During Lectures, Students’ Physiological Arousal Flatlines

Last week at the MIT Media Lab, the founders of the online-learning initiative edX convened a group of academic leaders and other online-learning experts for a daylong summit meeting titled ‘Online Learning and the Future of Residential Education.’

Larry Hardesty of the MIT News Office reports that questions about  the pedagogical efficiency of lectures made up one recurrent theme:

Eric Mazur, a professor of physics at Harvard, cited a study by MIT professor of media arts and sciences Rosalind Picard and her students in which subjects were fitted with wristbands that measured skin conductance as an index of the ‘arousal associated with emotion, cognition and attention.’

Mazur presented a figure from the Picard group’s paper showing wrist-sensor readings for a single MIT student over the course of week.
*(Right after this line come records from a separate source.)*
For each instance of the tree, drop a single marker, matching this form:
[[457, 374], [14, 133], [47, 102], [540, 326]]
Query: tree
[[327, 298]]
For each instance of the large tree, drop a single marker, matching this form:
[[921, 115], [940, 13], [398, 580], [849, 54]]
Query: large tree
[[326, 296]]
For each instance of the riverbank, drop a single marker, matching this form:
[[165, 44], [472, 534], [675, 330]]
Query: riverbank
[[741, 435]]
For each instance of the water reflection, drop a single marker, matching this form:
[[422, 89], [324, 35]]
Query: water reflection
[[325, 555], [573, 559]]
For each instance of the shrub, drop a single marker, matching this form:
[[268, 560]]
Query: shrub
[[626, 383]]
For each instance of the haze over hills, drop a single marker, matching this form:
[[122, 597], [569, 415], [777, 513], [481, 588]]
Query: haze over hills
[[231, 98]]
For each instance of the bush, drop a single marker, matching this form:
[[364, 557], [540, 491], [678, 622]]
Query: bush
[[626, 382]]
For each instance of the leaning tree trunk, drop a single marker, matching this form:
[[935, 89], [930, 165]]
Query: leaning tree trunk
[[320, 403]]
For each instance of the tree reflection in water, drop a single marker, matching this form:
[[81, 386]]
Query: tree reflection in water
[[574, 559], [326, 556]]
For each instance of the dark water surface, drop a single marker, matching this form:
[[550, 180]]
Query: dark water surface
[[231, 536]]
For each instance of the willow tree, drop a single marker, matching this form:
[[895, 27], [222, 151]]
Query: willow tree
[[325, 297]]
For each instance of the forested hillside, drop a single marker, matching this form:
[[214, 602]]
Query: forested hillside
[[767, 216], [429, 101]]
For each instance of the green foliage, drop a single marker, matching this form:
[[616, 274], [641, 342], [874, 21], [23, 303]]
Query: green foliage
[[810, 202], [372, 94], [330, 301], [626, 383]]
The sensor recorded regular, strong spikes during periods of study, lab work and homework, but the readout flatlined during two activities: attending class and watching TV.” (Read more here.)

I checked out Picard’s study myself, and the graph to which Mazur refers is indeed striking. Many daily activities—including socializing and even sleeping—generate strong physiological arousal, as shown by a sharply jagged line. The line on the graph that covers the period during class, however, looks like the EKG of a patient who’s just died: perfectly flat.

The text of Picard’s paper notes that “electrodermal activity (EDA) is a sensitive index of sympathetic nervous system activity,” and reports that in the study of the MIT student who wore the wristband for a week, “intervals of elevated EDA frequently corresponded to times when the participant was studying, doing homework, or taking an exam. This is possibly due to the increased cognitive stress associated with these activities.” (A PDF of the Picard paper, “A Wearable Sensor for Unobtrusive, Long-Term Assessment of Electrodermal Activity,” is here.)

It’s not surprising that the other activity that caused the student’s physiological arousal to flatline is watching television: taking in a TV show and taking in a lecture both lend themselves to passive observation rather than active engagement.